Sunday, February 7, 2021

Eggshell Poem

Each egg is a gift
Pushed out with pain
And squawking

I dress them up
With salt and cheese
Savor each soft bite

The shells are red, tan
Coral, cream
Even blue

Together, they pass
The life they might have had
To me

A little detour
On their way
To something new 

I get these chicken eggs at Big E's supermarket in Easthampton, MA. They're from Cold Spring Ranch in Southampton, MA and a sticker on the carton calls them "happy hillbilly eggs." They're delicious and, as you can see, beautiful. The different colors remind me that each one came from an individual. 

Saturday, August 1, 2020

Starting the Sealey Challenge

Reading poetry is something I love and have done for decades, but sometimes it still intimidates me, either because I’m in awe of the poet’s skill or I’m frightened by the depths of emotions the words take me to. 

That’s why I loved discovering #theSealeychallenge last year and why I’m doing it again this year. Reading a poetry book a day for a month (or 100 pages a day, or however close I could come to that) was so freeing! At first I approached it like a task to do well, but I soon realized the only way I could do it was to let go of how I normally read (slowly, carefully, thoughtfully) and just go for it. Let the words flow over my eyeballs, my brain, my heart. Devour the words like popcorn, instead of eating them gingerly like petites fours.

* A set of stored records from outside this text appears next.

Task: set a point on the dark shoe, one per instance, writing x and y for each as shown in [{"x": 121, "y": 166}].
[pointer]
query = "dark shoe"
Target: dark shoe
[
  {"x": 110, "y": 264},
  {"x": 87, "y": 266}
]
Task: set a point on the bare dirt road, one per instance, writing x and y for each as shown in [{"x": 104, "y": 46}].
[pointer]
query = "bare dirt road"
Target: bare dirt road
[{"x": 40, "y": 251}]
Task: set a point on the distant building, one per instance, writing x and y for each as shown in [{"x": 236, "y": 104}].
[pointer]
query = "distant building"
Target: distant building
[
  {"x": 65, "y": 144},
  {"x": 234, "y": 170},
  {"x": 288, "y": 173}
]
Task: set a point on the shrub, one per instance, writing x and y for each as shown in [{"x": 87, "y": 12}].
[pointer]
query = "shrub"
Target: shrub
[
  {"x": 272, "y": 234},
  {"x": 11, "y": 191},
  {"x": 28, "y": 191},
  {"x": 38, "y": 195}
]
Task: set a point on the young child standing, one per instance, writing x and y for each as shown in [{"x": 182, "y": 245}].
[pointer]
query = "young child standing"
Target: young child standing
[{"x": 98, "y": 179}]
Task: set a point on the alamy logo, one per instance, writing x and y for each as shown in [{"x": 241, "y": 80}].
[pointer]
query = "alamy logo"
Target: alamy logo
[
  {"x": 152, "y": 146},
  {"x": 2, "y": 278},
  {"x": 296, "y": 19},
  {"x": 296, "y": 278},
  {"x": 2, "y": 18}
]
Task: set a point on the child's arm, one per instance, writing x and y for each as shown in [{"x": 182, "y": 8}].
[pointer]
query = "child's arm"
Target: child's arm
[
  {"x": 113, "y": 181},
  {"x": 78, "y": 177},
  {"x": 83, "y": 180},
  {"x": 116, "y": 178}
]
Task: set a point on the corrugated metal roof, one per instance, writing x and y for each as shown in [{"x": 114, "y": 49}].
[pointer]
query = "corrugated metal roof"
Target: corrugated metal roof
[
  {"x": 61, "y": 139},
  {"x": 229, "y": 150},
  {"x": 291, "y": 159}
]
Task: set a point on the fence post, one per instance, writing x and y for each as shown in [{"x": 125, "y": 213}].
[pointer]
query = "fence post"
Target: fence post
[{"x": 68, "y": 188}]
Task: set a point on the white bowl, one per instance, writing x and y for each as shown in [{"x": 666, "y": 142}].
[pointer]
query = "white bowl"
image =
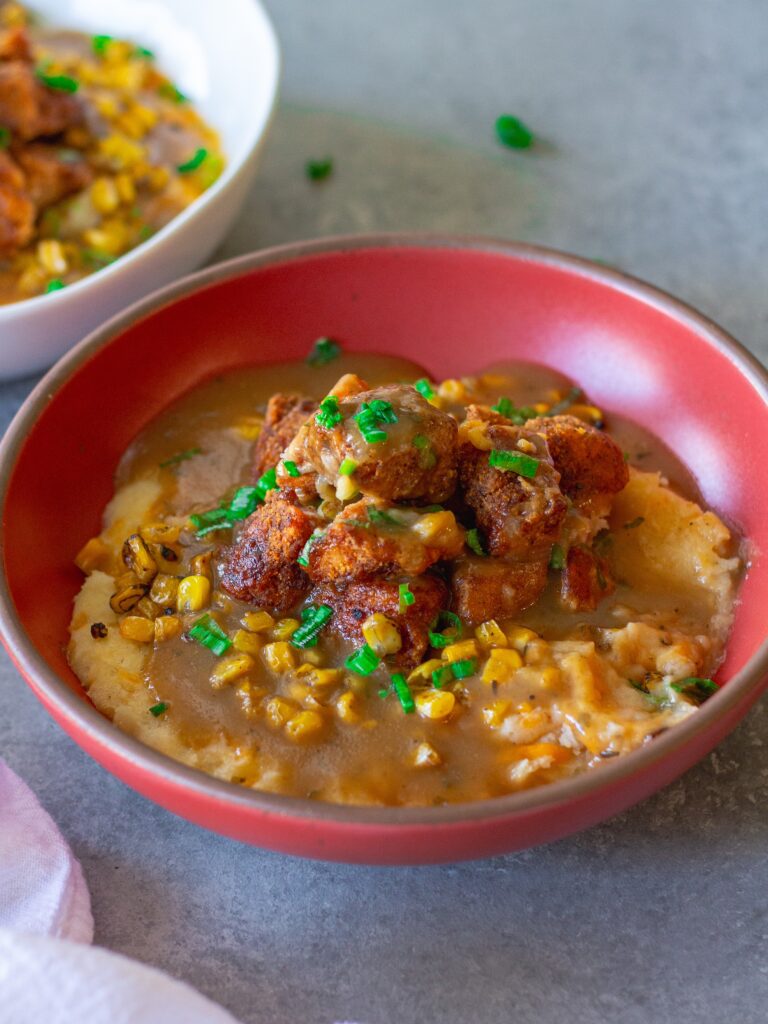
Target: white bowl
[{"x": 225, "y": 57}]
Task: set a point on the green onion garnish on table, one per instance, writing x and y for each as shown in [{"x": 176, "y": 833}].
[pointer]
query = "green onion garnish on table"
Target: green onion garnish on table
[
  {"x": 324, "y": 351},
  {"x": 194, "y": 162},
  {"x": 512, "y": 132},
  {"x": 313, "y": 619},
  {"x": 524, "y": 465},
  {"x": 208, "y": 633},
  {"x": 363, "y": 662}
]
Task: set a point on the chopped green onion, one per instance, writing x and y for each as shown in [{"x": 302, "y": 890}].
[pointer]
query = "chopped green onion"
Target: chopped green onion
[
  {"x": 474, "y": 543},
  {"x": 525, "y": 465},
  {"x": 99, "y": 44},
  {"x": 179, "y": 457},
  {"x": 194, "y": 162},
  {"x": 452, "y": 632},
  {"x": 208, "y": 633},
  {"x": 266, "y": 482},
  {"x": 564, "y": 403},
  {"x": 406, "y": 597},
  {"x": 318, "y": 170},
  {"x": 363, "y": 662},
  {"x": 325, "y": 350},
  {"x": 557, "y": 558},
  {"x": 403, "y": 693},
  {"x": 314, "y": 619},
  {"x": 328, "y": 415},
  {"x": 512, "y": 132},
  {"x": 61, "y": 83},
  {"x": 441, "y": 676},
  {"x": 635, "y": 522},
  {"x": 462, "y": 670},
  {"x": 697, "y": 689}
]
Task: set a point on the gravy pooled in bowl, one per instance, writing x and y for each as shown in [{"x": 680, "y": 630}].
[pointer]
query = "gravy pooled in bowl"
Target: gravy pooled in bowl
[{"x": 341, "y": 580}]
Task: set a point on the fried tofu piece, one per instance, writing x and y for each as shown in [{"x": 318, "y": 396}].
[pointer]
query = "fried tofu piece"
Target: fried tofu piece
[
  {"x": 29, "y": 108},
  {"x": 48, "y": 178},
  {"x": 286, "y": 414},
  {"x": 489, "y": 588},
  {"x": 586, "y": 580},
  {"x": 354, "y": 602},
  {"x": 589, "y": 462},
  {"x": 521, "y": 517},
  {"x": 416, "y": 462},
  {"x": 371, "y": 539},
  {"x": 260, "y": 566}
]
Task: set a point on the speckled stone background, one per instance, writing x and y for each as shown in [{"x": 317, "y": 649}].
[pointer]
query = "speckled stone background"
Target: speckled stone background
[{"x": 653, "y": 119}]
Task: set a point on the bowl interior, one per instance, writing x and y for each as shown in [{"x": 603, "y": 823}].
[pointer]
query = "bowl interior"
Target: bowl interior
[{"x": 454, "y": 308}]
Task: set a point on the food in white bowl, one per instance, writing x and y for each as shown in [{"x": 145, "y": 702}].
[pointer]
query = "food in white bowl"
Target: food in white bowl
[{"x": 85, "y": 231}]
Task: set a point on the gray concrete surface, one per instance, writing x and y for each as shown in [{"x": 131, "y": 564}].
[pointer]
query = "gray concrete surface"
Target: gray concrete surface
[{"x": 654, "y": 120}]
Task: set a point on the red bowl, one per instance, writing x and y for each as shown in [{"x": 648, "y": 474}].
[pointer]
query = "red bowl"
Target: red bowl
[{"x": 456, "y": 305}]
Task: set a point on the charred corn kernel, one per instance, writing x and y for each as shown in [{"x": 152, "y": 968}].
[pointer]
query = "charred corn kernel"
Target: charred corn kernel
[
  {"x": 426, "y": 757},
  {"x": 492, "y": 635},
  {"x": 104, "y": 195},
  {"x": 381, "y": 635},
  {"x": 501, "y": 665},
  {"x": 532, "y": 752},
  {"x": 257, "y": 622},
  {"x": 346, "y": 707},
  {"x": 249, "y": 643},
  {"x": 494, "y": 714},
  {"x": 126, "y": 598},
  {"x": 434, "y": 704},
  {"x": 50, "y": 254},
  {"x": 167, "y": 628},
  {"x": 438, "y": 528},
  {"x": 305, "y": 725},
  {"x": 458, "y": 651},
  {"x": 280, "y": 712},
  {"x": 194, "y": 594},
  {"x": 201, "y": 565},
  {"x": 284, "y": 629},
  {"x": 137, "y": 628},
  {"x": 229, "y": 669},
  {"x": 519, "y": 637},
  {"x": 136, "y": 556},
  {"x": 346, "y": 488},
  {"x": 279, "y": 656},
  {"x": 250, "y": 427},
  {"x": 164, "y": 590},
  {"x": 93, "y": 555},
  {"x": 423, "y": 673}
]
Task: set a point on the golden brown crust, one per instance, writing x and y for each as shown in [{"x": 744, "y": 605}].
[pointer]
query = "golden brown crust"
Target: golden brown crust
[
  {"x": 484, "y": 588},
  {"x": 356, "y": 601},
  {"x": 260, "y": 566},
  {"x": 588, "y": 461},
  {"x": 521, "y": 518}
]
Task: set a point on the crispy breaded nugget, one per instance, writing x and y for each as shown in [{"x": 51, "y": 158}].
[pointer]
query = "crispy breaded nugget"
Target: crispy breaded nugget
[
  {"x": 261, "y": 565},
  {"x": 586, "y": 580},
  {"x": 354, "y": 602},
  {"x": 415, "y": 462},
  {"x": 588, "y": 461},
  {"x": 488, "y": 588},
  {"x": 371, "y": 539},
  {"x": 521, "y": 517},
  {"x": 285, "y": 415}
]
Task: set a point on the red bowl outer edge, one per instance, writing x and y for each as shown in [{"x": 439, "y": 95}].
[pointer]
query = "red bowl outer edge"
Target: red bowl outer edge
[{"x": 626, "y": 341}]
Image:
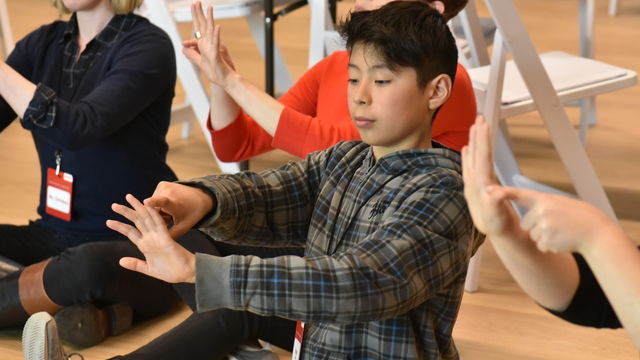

I discovered some poets whose work amazed and excited me. I slogged through some who just didn’t do it for me. But the best gift I got from the experience was gorging on words, trusting that they were changing me even as I let them go, like racing down a highway with the windows open, poems written all over the land.

My bookshelf, ready to go!

Wednesday, July 8, 2020


Spring for me
Is autumn for them
With their seed-hair
Bright as grandma’s halo
Then naked as a man
With no teeth
They say
Our work here is done
But you must keep on
Keep on
Don’t fight the wind
Use it

I wrote this poem-sketch while sitting outside in early spring, one of those days when warmth feels new and precious. Each being is on its own schedule, all of us overlapping and interlocking like a great tapestry of life and death. One of my grandmothers had a head of white, curly hair that shone like a halo when she visited me in a dream.

Wednesday, July 1, 2020

Sunlight Poem

Today I slept late
And missed the newborn day
With its soft innocence
Its basket of knitted possibilities

The warm light of the sun
The bright light of the sun
The harsh light of the sun
Exposes a beetle on a leaf of grass
Sharpens each blade into a knife
Silences the flowers

It started before Eve
Was framed, exiled beyond
The first of many walls

Let there be light
Meant let there be
Have and have nots

No one talks now
but trucks and sparrows

This poem started as notes that I jotted down while drinking my tea outside one morning in the middle of May. I had slept later than I normally do, and I noticed how much stronger the sunlight was, plus how much quieter were the local animals. Instead of peaceful and warm, sitting in the sun at that point was unpleasant and hot! The experience reminded me of this little poem by Valerie Worth and also got me thinking about how power and goodness are relative and contextual. (The link to Worth’s poem is from a tribute in No Water River.) The image shows the fence shadow I was looking at.